Laptops on Farr 6 no longer need to be rebooted before use.

West Campus MRI techs are more easily and reliably reached via pager.

Vital sign log sheets will now be reinforced to prevent ripping and loss.

Sharps bins on Shapiro 9 and the PACU are being emptied on a schedule more aligned with their actual use.

The Deaconess 2 house staff lounge now has a speaker for broadcasting Code Blue signals.

Lunch is ready for ED patients when they need it.

Nurses on Farr 7 can find a pulse oximeter when they need one.

On 12 Reisman, blood pressure cuffs and parts are better organized and stored.

East Campus CT Techs now have a printer in their immediate workspace.

A better plan is now in place to supply the SICU A&B with enough pillows.

Employees should no longer receive a bill for care following an occupational exposure.

The Dermatology Unit now has a new system to maintain adequate supplies of essential medical items.

Discharge medication lists are now simpler and easier to understand.

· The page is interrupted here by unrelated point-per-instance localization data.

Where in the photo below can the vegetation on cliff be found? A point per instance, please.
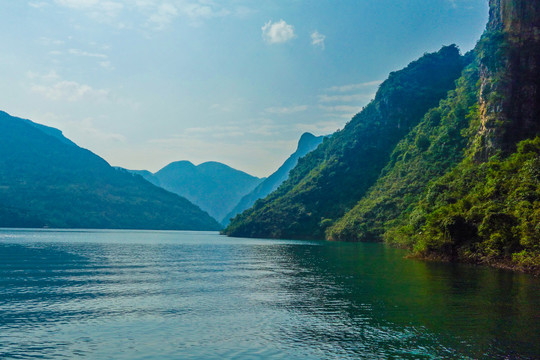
(332, 179)
(462, 184)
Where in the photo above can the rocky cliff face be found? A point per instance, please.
(510, 76)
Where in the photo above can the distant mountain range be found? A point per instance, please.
(445, 160)
(307, 143)
(214, 187)
(46, 180)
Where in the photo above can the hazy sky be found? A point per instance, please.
(146, 82)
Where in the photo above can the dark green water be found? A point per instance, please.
(188, 295)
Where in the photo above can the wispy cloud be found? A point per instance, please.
(52, 87)
(278, 32)
(37, 4)
(352, 87)
(345, 98)
(164, 15)
(158, 14)
(286, 110)
(88, 129)
(317, 39)
(340, 108)
(320, 127)
(78, 52)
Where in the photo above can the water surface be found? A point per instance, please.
(197, 295)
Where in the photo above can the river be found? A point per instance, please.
(198, 295)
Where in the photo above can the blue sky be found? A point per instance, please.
(146, 82)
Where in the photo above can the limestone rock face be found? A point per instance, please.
(510, 76)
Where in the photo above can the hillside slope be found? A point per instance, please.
(307, 143)
(329, 181)
(214, 187)
(46, 180)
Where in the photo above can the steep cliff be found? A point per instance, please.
(332, 179)
(509, 55)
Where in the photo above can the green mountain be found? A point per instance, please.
(462, 184)
(48, 181)
(214, 187)
(329, 181)
(307, 143)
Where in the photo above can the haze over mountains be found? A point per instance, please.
(48, 181)
(214, 187)
(220, 190)
(444, 161)
(307, 143)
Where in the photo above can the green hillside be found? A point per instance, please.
(332, 179)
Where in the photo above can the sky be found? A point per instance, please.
(143, 83)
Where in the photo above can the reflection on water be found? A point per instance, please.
(188, 295)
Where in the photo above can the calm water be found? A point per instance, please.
(192, 295)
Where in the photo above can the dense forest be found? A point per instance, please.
(445, 161)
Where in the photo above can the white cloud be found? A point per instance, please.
(278, 32)
(52, 87)
(50, 76)
(37, 4)
(317, 39)
(45, 41)
(69, 91)
(77, 4)
(341, 108)
(164, 15)
(321, 127)
(286, 110)
(106, 65)
(87, 128)
(78, 52)
(351, 87)
(97, 9)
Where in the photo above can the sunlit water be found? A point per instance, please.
(192, 295)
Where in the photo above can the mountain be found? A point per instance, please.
(307, 143)
(48, 181)
(329, 181)
(463, 183)
(214, 187)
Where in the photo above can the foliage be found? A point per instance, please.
(486, 212)
(329, 181)
(433, 147)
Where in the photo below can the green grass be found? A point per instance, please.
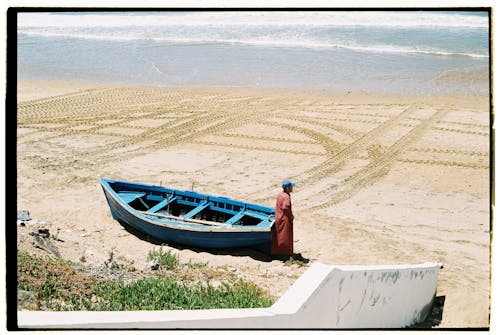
(166, 259)
(58, 286)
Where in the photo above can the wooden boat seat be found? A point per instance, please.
(161, 204)
(235, 218)
(197, 210)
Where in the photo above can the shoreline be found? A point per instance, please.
(29, 89)
(382, 179)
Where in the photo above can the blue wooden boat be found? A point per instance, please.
(189, 218)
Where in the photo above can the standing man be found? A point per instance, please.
(282, 236)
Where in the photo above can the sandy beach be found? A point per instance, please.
(381, 179)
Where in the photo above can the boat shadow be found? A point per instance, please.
(237, 252)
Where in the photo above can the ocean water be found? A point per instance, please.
(377, 51)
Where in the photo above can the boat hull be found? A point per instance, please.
(212, 237)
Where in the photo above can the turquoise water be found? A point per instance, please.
(376, 51)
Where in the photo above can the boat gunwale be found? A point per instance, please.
(182, 225)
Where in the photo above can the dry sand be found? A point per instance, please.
(380, 179)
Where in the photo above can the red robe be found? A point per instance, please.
(282, 238)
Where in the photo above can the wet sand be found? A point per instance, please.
(380, 179)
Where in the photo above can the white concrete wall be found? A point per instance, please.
(324, 296)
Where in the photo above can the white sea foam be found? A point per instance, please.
(285, 19)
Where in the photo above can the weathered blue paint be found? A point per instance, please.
(255, 232)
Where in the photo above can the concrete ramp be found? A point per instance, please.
(324, 297)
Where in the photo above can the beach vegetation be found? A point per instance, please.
(60, 286)
(164, 258)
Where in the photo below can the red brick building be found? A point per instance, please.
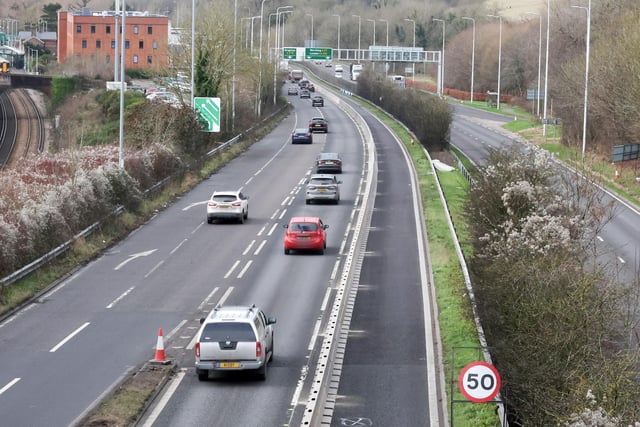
(92, 35)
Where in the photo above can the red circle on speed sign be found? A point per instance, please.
(479, 382)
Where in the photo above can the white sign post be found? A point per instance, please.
(479, 382)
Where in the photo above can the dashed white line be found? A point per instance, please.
(244, 270)
(69, 337)
(233, 267)
(9, 385)
(115, 301)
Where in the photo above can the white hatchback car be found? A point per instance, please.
(228, 205)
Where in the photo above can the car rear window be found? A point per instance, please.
(215, 332)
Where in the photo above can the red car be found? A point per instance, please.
(305, 233)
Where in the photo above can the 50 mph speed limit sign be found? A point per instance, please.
(479, 382)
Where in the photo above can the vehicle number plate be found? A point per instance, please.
(229, 365)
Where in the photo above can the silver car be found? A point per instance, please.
(228, 205)
(322, 187)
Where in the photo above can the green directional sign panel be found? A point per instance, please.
(209, 111)
(289, 52)
(318, 53)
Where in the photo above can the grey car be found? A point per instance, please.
(322, 187)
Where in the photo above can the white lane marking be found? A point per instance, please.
(124, 294)
(233, 267)
(134, 256)
(154, 269)
(206, 300)
(178, 247)
(69, 337)
(257, 252)
(246, 251)
(273, 228)
(164, 399)
(9, 385)
(244, 270)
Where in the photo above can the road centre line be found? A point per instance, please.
(69, 337)
(273, 228)
(9, 385)
(233, 267)
(124, 294)
(178, 247)
(246, 251)
(244, 270)
(257, 252)
(154, 269)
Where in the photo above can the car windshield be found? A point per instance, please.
(231, 331)
(304, 226)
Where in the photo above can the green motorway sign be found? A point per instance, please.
(289, 52)
(318, 53)
(209, 112)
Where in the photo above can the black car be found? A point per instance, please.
(328, 163)
(302, 136)
(318, 124)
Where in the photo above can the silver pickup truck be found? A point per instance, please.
(234, 338)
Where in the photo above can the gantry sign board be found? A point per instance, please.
(209, 112)
(479, 382)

Accounts Payable has a new mailbox for invoices to streamline processing.


Camilla said...

What a thoughtful blog - I never knew professionals blogged on blogger. I love the idea of solving problems instead of relying on work-arounds. Better to build a direct path than to pave roads where cows meander from place to place.

One minor comment: Dr. Wes (under related links) should be attached to the following URL:

There are far to many h's, t's and p's in the URL you provided.

Anonymous said...

You are really getting rid of the daily "Where's my pen" irritability of searching for items we use constantly. I'm sure it is saving time and money, but I bet the frustration level is way down. If I were a nurse, I would HATE looking for pillows. So yes, you've mentioned "small" things -- but I want to apply the techniques to my own office -- and mainly, my HOUSE!

Anonymous said...

It just goes to show that not all change is bad in a hospital environment and I bet all these minor changes that you make can help build the groundwork and mindsets for bigger changes to go through smoother!

Not all changes are bad or as bad as we think it might be. You are either moving forward or moving backward, there is no inbetweens!

Nice job!

Julia said...

Thanks for posting this, I've been an avid reader for several months now and it is so awesome to see how a large-scale improvement project has been able to deal with daily annoyances and workarounds in so many areas of the hospital. I would love to have this systematic way to attack roadblocks to providing patient care and I am sure those who work at BIDMC are truly grateful for this.

Anonymous said...

Things are looking pretty damn sharp Mr Levy! One thing that strikes me about streamlining is rather than being replaced by robots, humans are going to meet machines halfway (checklists, best practice protocols etc). More work will get done and fewer mistakes made but can the feeble human mind handle being tethered so!

Anonymous said...

The challenge now will be to maintain the improved processes. Things tend to return to the mean over time.
However, this looks like a great start!